The split table is the most actionable output because it converts that average effort into clock checkpoints. A split plan is only as realistic as the average effort behind it, but once the reference effort is credible, the split rows are the easiest numbers to carry into a race band, treadmill display, or workout card.
The projection ladder should be treated with more skepticism. It is useful for comparison, especially when the target distance is reasonably close to the reference distance. It becomes less reliable when the jump is large, when course conditions differ, or when a change in exponent moves the answer noticeably. A sensitive projection is a signal to stay conservative, not to hunt for the most flattering row.
The chart is easiest to read if you remember that pace is inverted there. A point higher on the chart is faster because the pace axis counts minutes per unit distance. The chart's labels are therefore best treated as orientation aids around the current effort rather than as evidence that one colored band is objectively right for every runner.
Enter 10 km and 00:50:00, then leave the split distance at 1 km. The page produces a primary pace of 05:00 / km and a speed of 12.00 km/h. The split table then lays out each kilometre checkpoint at five-minute intervals until the finish.
That is a useful case because the projections are secondary and the split ladder is the real deliverable. You can take the kilometre rows directly into a workout or race pacing sheet without doing any additional conversion.
Choose the half marathon goal distance, leave the total time empty, and enter a target pace of 05:15 in the current unit system. When you press Apply, the page calculates the total time from that pace and fills the downstream metrics automatically.
This is valuable when you know the effort you want to hold but not the finish time it implies. Instead of solving the time manually, the page converts the target pace into a full result set you can sanity-check against the split table and chart.

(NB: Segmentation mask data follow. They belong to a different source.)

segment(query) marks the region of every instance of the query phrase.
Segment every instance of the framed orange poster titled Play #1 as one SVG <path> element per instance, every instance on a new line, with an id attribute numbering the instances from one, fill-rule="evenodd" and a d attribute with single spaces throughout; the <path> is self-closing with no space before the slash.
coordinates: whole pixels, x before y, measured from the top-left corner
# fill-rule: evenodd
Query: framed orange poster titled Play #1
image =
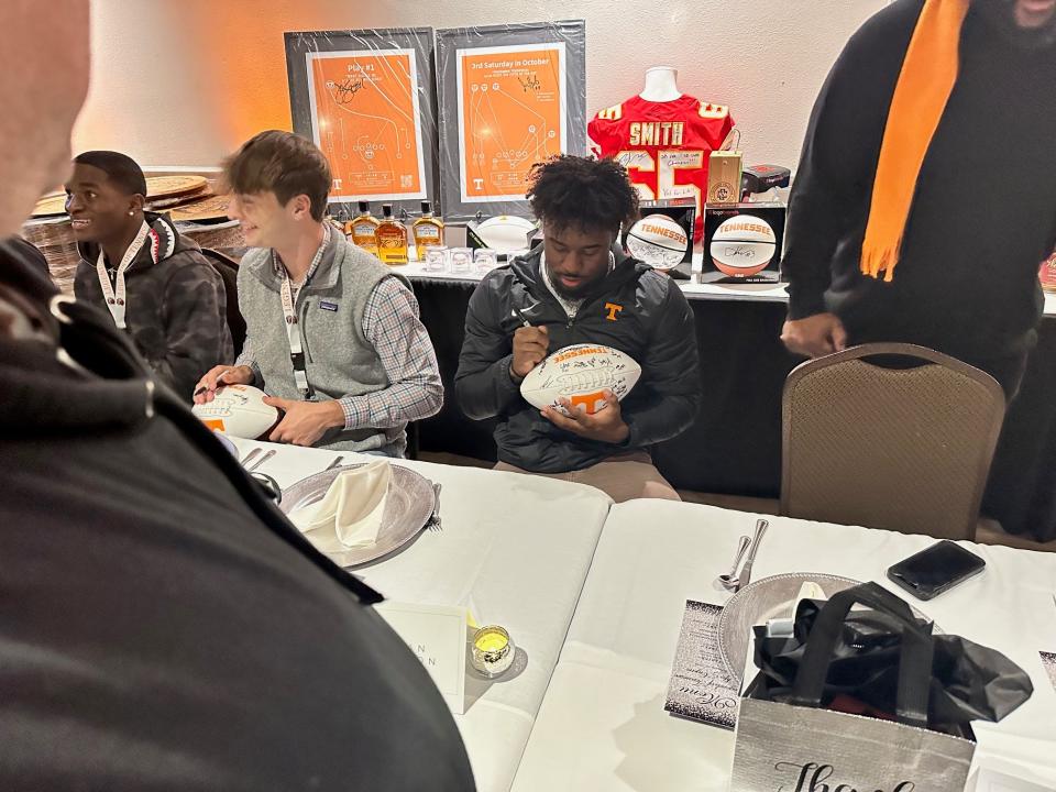
<path id="1" fill-rule="evenodd" d="M 330 163 L 334 217 L 360 200 L 375 215 L 437 202 L 431 29 L 286 33 L 286 68 L 294 131 Z"/>

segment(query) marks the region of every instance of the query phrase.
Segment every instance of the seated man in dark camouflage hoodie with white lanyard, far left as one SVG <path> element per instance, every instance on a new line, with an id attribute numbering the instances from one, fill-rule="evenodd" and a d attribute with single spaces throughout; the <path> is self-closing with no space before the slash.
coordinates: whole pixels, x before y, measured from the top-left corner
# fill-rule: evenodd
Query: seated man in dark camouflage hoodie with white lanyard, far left
<path id="1" fill-rule="evenodd" d="M 231 361 L 223 282 L 167 217 L 146 212 L 146 179 L 118 152 L 74 160 L 66 184 L 81 262 L 74 294 L 109 310 L 158 381 L 180 397 L 216 361 Z"/>

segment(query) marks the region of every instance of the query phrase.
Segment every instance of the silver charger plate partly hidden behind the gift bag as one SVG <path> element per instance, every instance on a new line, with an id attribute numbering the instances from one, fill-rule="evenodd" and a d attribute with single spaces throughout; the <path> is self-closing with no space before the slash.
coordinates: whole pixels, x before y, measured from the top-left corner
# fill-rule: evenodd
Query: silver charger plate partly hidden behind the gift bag
<path id="1" fill-rule="evenodd" d="M 757 624 L 766 624 L 769 619 L 788 616 L 800 587 L 811 582 L 817 583 L 826 597 L 861 583 L 850 578 L 821 572 L 790 572 L 749 583 L 726 603 L 718 617 L 718 653 L 738 689 L 744 681 L 748 645 L 755 640 L 751 628 Z M 931 622 L 913 605 L 910 605 L 910 609 L 917 618 Z M 942 632 L 938 625 L 935 625 L 934 630 Z"/>

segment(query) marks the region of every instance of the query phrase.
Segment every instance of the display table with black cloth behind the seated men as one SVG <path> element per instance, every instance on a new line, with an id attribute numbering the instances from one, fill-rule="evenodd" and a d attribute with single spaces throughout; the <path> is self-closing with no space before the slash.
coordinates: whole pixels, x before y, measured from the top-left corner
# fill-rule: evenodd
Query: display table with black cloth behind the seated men
<path id="1" fill-rule="evenodd" d="M 415 288 L 437 350 L 443 409 L 420 422 L 421 450 L 495 459 L 493 421 L 466 418 L 454 374 L 465 309 L 476 274 L 399 267 Z M 781 343 L 788 297 L 781 286 L 697 285 L 682 289 L 693 308 L 704 398 L 693 426 L 653 449 L 675 487 L 777 498 L 781 486 L 781 394 L 803 359 Z M 1041 340 L 1019 398 L 1010 406 L 987 495 L 988 516 L 1010 534 L 1056 539 L 1056 296 L 1046 295 Z"/>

Start from a recent 5 km result and project it to a marathon. With the endurance-leaning profile, the projected marathon stays comparatively fast. Switch to the speed-leaning profile and the marathon row slows because the model assumes greater fatigue over the longer distance.
That contrast is the reason the profile control matters. The projection is not one immutable truth. It is a model choice layered over the same reference performance, and large swings between profiles are a warning to treat the long-distance projection cautiously.
Use whichever view matches the environment. Road and track work usually feels more natural in pace, while treadmills often display speed first. The page keeps both views tied to the same effort so you do not need to choose only one.
Because the page converts the whole reference effort, not just the label. Distance, pace, and speed are synchronized so the underlying run stays consistent after the unit switch.
No. They are model outputs based on the reference effort and the chosen exponent. Weather, terrain, fuelling, pacing discipline, and durability over longer distances can all make the real result slower or faster.
The script caps intermediate split rows at 500 so the page remains usable. If you need fewer rows, increase the split interval. If you need more precision than the page will show, use the JSON export and continue downstream.
No dedicated scoring backend is involved here. The calculations, chart data, split rows, and JSON payload are generated in the browser after the page loads.